1994 yılında KKTC Cumhurbaşkanı Rauf Denktaş istişare için Ankara’ya gelmişti. Çankaya’da Cumhurbaşkanı Süleyman Demirel ile görüşmesi vardı. İlgili bürokrat olarak Kıbrıs konusundaki son gelişmeler hakkında bilgi arzetmek için Cumhurbaşkanı’nın huzurundaydık. Sayın Demirel Kıbrıs ile ilgili gelişmelerin akışı içinde Denktaş ile olan bazı hatıralarını anlattı ve “Denktaş kahramandır” dedi; önüne baktı, sonra “Millî Kahramandır” diye ilâve etti.
Rauf Denktaş Millî Kahramandır!
Çünkü, O, “ana vatanım” dediği Türkiye sevdalısıydı. Atatürk’ün ilkelerinin ve inkılâplarının şuuruna varmış; onları özümsemiştir.
Çünkü, Kıbrıs konusunun Türkiye’de “Millî Dava” olarak benimsenmesinde tarihî rolü olan Dr. Fazıl Küçük’ün yanında toplanan önder çekirdek kadro içinde 24 yaşında bir Avukat olarak yer almıştır. 1948 yılında Lefkoşa’da Selimiye Camii Meydanı’nda düzenlenen mitingdeki coşkulu konuşmasında “Kıbrıs Girit olmasın” çağrısını yapmış; bu çağrının Torosları aşarak Anadolu’da yankılanmasını sağlamıştır.
Hayatta en büyük tutkusu “Millî Dava Kıbrıs” olmuştur. En büyük kaygılarını, üzüntülerini, sevinçlerini “Millî Dava” ile ilgili olarak yaşamıştır.
Rauf Denktaş öngörü ve önsezi sahibiydi. 1960 Antlaşmalarının yürümeyeceğini önceden görmüş ve ifade etmiştir.
1956’dan itibaren önce Başbakan Adnan Menderes, sonra da 21 Aralık 1963 olaylarının ertesinde Başbakan İsmet İnönü tarafından Kıbrıs konusuyla görevlendirilmiş olan Milletvekili, eski Bakan ve Başbakan Prof. Dr. Nihat Erim “Kıbrıs” isimli kitabında Rauf Denktaş’ın tarihî bir öngörüsünü şöyle nakletmektedir:
““…ben Denktaş’ın daha Kıbrıs Cumhuriyeti ilân edilmeden, Zürih ve Londra Andlaşmalarıyla bulunan çözüm şeklinden endişeli olduğunu, bu işin Rumların kötü niyeti dolayısıyla yürüyemeyeceğini birkaç defa bana, o zamanki Başbakan’a ve Dışişleri Bakanı’na söylediğini hatırlıyorum. Hattâ, Kıbrıs’ta benimle Dr. Küçük ve Denktaş’ın yaptıkları bir konuşmada, Hükûmet’e kendi düşüncelerini duyurmamı söylediklerini de hatırlıyorum.”

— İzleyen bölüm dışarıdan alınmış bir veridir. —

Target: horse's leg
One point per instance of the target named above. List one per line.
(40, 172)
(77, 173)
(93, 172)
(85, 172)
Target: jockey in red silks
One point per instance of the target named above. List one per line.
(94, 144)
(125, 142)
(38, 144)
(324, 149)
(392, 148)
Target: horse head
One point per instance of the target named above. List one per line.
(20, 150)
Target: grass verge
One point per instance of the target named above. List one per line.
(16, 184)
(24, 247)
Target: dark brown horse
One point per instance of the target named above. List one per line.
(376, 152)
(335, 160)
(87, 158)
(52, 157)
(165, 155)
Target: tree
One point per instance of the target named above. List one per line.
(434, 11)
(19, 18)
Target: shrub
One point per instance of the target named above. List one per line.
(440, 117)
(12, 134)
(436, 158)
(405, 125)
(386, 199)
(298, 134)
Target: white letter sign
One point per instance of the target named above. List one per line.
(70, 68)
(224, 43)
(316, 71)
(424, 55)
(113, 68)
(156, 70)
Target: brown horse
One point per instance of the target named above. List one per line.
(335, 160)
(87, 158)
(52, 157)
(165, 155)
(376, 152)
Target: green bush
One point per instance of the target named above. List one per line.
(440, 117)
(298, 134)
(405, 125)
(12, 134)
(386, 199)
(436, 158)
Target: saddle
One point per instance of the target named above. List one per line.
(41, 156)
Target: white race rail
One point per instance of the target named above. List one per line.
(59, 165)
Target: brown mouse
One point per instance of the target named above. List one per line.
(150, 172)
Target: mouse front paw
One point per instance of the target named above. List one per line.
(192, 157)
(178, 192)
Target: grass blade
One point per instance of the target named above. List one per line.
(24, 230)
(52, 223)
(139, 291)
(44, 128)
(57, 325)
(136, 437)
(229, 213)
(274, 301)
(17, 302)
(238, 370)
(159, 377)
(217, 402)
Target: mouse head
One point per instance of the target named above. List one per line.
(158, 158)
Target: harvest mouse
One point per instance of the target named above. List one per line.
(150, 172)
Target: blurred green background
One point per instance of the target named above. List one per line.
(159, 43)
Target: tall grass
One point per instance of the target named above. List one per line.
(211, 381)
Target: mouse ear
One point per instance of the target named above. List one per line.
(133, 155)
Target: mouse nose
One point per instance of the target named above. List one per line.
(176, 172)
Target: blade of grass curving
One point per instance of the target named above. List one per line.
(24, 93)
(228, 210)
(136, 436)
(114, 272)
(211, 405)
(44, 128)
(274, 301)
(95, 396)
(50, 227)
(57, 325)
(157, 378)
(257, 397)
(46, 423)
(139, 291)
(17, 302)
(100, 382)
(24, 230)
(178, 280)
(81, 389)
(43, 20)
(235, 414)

Kıbrıs’la ilgili gelişmeler merhum Denktaş’ın 1960 çözüm şekli hakkında “endişe” duymakta ne kadar haklı olduğunu ortaya koymuş bulunmaktadır.
Denktaş Kıbrıs Türk halkının Rum-Yunan ikilisinin “enosis” emelleri hakkında uyanık tutulmasının sağlanmasına; Ada’daki Türk varlığını yok etme niyet ve teşebbüsleri karşısında dayanışma içinde azimle direnme gücü göstermesinin şartlarının yaratılmasına hayatî önem atfetmiştir.
Önce Dr. Fazıl Küçük ve sonra Rauf Denktaş Kıbrıs Türk halkının öz menfaatlerinin anavatan Türkiye’nin menfaatleriyle bir ve bütün olduğuna inanmış ve bu inancını söyleyerek, yazarak sık sık dile getirmişlerdir.
Rauf Denktaş, bir taraftan uluslararası toplum önünde halkının öz çıkarlarını koruyup kollarken, diğer taraftan da Kıbrıs adasının “ana vatanım” dediği Türkiye için stratejik öneminin idraki içinde olmuştur. Kıbrıs Millî Davası’nın aynı zamanda Türkiye’nin Ege’den sonra Doğu Akdeniz’de de kuşatılmasının önlenmesi davası olduğunun bilinci içinde hareket etmiştir.
Rauf Denktaş, Rumların ve Yunanların ve onları destekleyen uluslararası çevrelerin Ada’da basit bir azınlık olarak gördüğü Kıbrıs Türk halkını kendi bağımsız ve egemen Devleti’ne, Kuzey Kıbrıs Türk Cumhuriyeti’ne kavuşturmuştur. Devleti’nin güçlendirilerek yaşatılması için ömrünün sonuna kadar çaba sarfetmiştir.
O’nun Millî Kıbrıs Davamız hakkında söylediklerinin, yazdıklarının KKTC okullarında ders kitabı olarak okutulmasının, gelecek nesillerin bilinçlendirilmesi için fayda gördüğümüzü belirtmek isterim.
Millî Kahraman Rauf Denktaş’ın aziz hatırası önünde saygıyla eğiliyoruz. Ruhu şad olsun!